Les AG font de plus en plus figure de « happening », pour les médias, pour leur montrer qu’on est très démocratiques – ce qui est vrai – ainsi que pour un besoin autoréférentiel, pour se compter.
Nous essayons de débloquer cette situation, et l’implantation réelle dans les quartiers de la ville va peut-être nous y aider en apportant de nouveaux questionnements.
Quelles sont les forces organisées présentes ?
Le discours est plutôt : « on ne veut pas de partis, on ne veut pas de syndicats ». Les militants qui participent ici, même s’ils sont organisés, le font en tant qu’individus. Le campement a commencé avec surtout des gens de « Democracia real ya ! », qui est déjà un groupe assez hétérogène. Ensuite il y a des militants de l’autonomie ouvrière, qui gèrent pas mal les centres sociaux, c’est un courant qui a une force importante.
Il y a des gens plus proches de l’anarchisme, qui gèrent d’autres centres sociaux et qui ont aidé à la partie logistique. Après il y en a d’autres mais on ne les connaît pas, on a du mal à les reconnaître et à les identifier. Il y a enfin les syndicats indépendants et des militants de partis politiques comme nous.
Les mouvements des différentes villes sont-ils coordonnés ?
Au début c’était très spontané mais au bout d’une semaine on s’est rendu compte que l’outil de communication n’était pas suffisant, qu’il fallait un outil d’extension pour se coordonner avec d’autres campements, surtout ceux qui commençaient à avoir une puissance importante comme Barcelone – qui est quasiment devenue la ville référence depuis les événements du 27 mai – ou Valence. La plupart des autres villes ne sont pas autonomes. Elles suivent l’exemple de Sol, en calquant le fonctionnement parfois de manière caricaturale. De la même manière, leur destin dépend en grande partie de Madrid et Barcelone.
Quelles sont aujourd’hui les principales limites du mouvement ?
Il y en a plusieurs : une expression de rage et de révolte comme celle-là est insoutenable sur le long terme si on ne lui donne pas une certaine continuité, c’est-à-dire une vision stratégique qui pourra la canaliser. Mais dans la mesure où l’on commence à construire cette vision stratégique à partir du point minimum, on va commencer à voir les différences politiques entre les uns et les autres.

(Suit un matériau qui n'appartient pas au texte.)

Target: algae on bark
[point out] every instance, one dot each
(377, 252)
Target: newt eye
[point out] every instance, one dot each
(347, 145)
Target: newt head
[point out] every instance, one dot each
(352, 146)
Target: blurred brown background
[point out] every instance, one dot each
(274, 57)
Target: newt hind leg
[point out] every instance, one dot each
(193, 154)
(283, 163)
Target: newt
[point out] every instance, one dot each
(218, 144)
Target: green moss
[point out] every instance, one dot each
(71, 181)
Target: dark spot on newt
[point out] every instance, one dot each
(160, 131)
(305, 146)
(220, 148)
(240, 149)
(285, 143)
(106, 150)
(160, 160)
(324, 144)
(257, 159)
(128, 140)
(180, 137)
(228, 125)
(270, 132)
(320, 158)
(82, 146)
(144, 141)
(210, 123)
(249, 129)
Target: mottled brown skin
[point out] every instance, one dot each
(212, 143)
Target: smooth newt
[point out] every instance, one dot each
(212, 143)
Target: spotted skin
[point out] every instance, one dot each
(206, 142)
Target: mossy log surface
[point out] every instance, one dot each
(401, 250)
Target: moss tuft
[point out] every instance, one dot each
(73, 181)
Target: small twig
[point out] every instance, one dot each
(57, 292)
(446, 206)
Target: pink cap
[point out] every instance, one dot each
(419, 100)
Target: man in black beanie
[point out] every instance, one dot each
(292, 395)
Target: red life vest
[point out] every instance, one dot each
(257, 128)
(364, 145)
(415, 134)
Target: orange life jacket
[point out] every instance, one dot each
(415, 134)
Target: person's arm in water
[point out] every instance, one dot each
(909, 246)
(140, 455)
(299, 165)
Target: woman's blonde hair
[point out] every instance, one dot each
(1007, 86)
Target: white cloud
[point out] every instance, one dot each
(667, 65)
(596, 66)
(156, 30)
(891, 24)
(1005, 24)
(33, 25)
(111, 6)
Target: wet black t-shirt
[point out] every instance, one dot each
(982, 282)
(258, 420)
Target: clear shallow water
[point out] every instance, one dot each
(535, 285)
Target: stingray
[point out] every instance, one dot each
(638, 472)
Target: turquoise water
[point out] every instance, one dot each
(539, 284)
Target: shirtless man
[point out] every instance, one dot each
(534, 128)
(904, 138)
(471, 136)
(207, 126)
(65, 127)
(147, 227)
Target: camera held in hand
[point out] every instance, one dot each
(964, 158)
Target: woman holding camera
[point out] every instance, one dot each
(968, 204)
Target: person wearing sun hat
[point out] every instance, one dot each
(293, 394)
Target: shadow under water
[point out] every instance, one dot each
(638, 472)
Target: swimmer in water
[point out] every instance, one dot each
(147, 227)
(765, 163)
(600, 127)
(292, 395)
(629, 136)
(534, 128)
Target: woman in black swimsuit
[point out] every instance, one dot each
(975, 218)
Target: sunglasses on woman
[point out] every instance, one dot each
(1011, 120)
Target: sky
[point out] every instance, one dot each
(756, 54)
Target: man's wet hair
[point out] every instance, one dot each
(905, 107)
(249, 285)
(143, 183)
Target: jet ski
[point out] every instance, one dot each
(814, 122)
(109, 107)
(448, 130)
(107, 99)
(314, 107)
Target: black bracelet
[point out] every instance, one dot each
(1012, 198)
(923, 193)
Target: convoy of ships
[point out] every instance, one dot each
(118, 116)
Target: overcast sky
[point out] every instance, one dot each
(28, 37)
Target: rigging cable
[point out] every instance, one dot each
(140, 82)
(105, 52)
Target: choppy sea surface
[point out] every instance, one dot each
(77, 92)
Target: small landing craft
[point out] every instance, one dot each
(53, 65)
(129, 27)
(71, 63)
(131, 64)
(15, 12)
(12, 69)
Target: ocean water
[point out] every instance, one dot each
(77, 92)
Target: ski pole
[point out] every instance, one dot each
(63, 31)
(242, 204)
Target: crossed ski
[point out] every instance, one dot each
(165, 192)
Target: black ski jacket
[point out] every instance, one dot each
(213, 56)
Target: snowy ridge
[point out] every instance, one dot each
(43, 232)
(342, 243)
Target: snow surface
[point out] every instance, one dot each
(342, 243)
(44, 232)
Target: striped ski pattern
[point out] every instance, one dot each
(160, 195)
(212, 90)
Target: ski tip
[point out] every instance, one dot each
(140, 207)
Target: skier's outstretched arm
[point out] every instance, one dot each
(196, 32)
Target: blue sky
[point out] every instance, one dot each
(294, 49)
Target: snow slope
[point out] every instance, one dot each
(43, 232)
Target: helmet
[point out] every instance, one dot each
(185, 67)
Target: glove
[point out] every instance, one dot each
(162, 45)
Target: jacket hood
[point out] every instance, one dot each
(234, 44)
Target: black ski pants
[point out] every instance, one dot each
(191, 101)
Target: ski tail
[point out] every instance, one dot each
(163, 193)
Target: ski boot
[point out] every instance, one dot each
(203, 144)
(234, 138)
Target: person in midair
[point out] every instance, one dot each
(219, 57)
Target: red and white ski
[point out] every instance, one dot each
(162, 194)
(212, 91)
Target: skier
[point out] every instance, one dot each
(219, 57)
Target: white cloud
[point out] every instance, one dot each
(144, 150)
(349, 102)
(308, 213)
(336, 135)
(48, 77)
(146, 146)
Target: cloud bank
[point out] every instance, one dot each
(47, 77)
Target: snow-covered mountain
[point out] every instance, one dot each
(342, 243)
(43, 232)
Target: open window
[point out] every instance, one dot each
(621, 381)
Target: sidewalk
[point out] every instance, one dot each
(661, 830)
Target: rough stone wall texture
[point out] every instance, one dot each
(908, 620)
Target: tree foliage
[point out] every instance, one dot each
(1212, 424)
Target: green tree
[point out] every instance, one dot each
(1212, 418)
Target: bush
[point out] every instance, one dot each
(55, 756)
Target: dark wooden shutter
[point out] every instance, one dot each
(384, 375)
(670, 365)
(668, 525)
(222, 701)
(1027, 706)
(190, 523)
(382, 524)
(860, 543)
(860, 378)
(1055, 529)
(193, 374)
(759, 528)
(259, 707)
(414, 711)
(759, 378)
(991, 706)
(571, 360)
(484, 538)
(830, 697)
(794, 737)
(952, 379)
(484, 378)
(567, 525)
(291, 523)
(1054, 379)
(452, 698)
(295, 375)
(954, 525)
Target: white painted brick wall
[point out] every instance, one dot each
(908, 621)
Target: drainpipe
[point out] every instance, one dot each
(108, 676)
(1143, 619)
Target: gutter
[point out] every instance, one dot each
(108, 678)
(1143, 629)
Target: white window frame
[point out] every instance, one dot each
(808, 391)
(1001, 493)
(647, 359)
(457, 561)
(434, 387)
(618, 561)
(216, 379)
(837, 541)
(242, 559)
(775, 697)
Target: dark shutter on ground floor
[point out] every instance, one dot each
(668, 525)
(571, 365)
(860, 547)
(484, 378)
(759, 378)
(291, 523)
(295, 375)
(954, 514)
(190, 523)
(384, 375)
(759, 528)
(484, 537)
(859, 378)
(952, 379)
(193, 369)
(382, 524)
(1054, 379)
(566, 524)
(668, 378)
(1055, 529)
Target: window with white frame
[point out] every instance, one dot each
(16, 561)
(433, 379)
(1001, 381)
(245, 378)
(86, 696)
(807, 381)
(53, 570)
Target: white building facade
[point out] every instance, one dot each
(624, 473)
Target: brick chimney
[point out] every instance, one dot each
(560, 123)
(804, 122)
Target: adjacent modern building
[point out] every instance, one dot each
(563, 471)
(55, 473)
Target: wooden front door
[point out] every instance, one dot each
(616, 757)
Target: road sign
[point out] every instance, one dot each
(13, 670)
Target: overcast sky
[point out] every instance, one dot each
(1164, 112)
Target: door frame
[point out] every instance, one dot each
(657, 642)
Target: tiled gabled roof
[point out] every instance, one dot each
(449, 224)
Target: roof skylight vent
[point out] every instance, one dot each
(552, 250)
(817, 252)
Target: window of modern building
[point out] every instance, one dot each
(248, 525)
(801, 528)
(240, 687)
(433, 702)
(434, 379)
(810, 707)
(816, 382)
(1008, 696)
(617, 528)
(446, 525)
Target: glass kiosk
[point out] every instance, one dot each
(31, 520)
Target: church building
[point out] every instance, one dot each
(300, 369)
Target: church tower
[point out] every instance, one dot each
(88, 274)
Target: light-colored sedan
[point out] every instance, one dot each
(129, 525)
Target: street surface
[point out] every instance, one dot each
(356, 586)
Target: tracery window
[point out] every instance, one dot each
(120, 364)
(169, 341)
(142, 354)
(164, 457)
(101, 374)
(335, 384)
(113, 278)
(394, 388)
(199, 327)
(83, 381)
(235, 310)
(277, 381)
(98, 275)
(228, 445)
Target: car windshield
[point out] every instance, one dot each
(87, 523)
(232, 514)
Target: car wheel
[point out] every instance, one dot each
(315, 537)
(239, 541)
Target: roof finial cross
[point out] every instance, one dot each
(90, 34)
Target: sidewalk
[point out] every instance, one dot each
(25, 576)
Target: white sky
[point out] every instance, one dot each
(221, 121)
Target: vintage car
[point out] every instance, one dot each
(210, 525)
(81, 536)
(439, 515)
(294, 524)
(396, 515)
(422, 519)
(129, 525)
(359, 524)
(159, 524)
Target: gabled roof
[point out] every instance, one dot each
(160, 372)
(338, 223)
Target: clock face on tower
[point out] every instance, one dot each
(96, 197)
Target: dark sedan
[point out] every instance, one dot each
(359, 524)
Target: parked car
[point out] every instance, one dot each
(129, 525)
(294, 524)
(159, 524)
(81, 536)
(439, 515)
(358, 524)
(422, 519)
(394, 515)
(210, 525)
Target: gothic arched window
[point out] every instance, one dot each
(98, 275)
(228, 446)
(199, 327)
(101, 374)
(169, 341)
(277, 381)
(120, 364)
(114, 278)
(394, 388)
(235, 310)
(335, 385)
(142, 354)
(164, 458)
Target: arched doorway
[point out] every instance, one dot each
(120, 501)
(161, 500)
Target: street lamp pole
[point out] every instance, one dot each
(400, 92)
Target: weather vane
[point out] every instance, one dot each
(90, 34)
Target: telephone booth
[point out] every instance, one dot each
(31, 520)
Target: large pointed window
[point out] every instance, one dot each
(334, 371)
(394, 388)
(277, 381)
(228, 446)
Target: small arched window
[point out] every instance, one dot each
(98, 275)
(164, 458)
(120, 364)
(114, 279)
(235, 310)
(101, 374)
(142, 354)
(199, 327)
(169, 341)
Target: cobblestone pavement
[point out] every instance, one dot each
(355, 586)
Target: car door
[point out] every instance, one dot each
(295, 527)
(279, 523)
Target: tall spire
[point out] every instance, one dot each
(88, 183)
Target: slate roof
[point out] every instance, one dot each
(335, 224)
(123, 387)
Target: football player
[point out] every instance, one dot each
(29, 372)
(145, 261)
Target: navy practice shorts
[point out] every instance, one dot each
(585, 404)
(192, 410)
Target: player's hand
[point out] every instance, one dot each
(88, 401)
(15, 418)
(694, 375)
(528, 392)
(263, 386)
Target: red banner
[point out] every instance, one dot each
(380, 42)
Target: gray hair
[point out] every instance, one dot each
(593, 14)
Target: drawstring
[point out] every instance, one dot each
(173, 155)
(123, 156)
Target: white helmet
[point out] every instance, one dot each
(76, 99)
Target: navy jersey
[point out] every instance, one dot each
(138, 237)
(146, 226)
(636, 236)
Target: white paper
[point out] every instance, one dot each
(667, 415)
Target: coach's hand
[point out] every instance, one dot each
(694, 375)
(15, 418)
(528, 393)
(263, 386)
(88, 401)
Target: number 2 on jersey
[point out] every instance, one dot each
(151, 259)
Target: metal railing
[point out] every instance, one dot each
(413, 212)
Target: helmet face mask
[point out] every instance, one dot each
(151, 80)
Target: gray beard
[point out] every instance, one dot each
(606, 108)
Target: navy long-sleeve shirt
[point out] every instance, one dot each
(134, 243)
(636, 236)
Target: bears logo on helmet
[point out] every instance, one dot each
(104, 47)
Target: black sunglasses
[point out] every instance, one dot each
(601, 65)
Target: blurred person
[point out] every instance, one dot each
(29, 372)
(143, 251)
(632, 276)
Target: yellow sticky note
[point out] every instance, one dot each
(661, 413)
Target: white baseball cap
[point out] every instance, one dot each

Par ailleurs, c’est peut-être cette illusion pré-politique qui a poussé les gens à sortir le 15 mai et à maintenir le campement. Elle produit un rejet de toute forme d’organisation ou de mobilisation qui peut ressembler à ce qu’on avait avant. Si on veut relier le campement à une mobilisation sur la question sociale, le chômage par exemple, on va entendre dire : « ça ressemble à l’action syndicale, on n’en veut pas ».
Mais face à cela, il y a une prise de conscience accélérée, le temps peut permettre de résoudre cette question, même s’il reste un énorme travail à faire pour surmonter cette méfiance.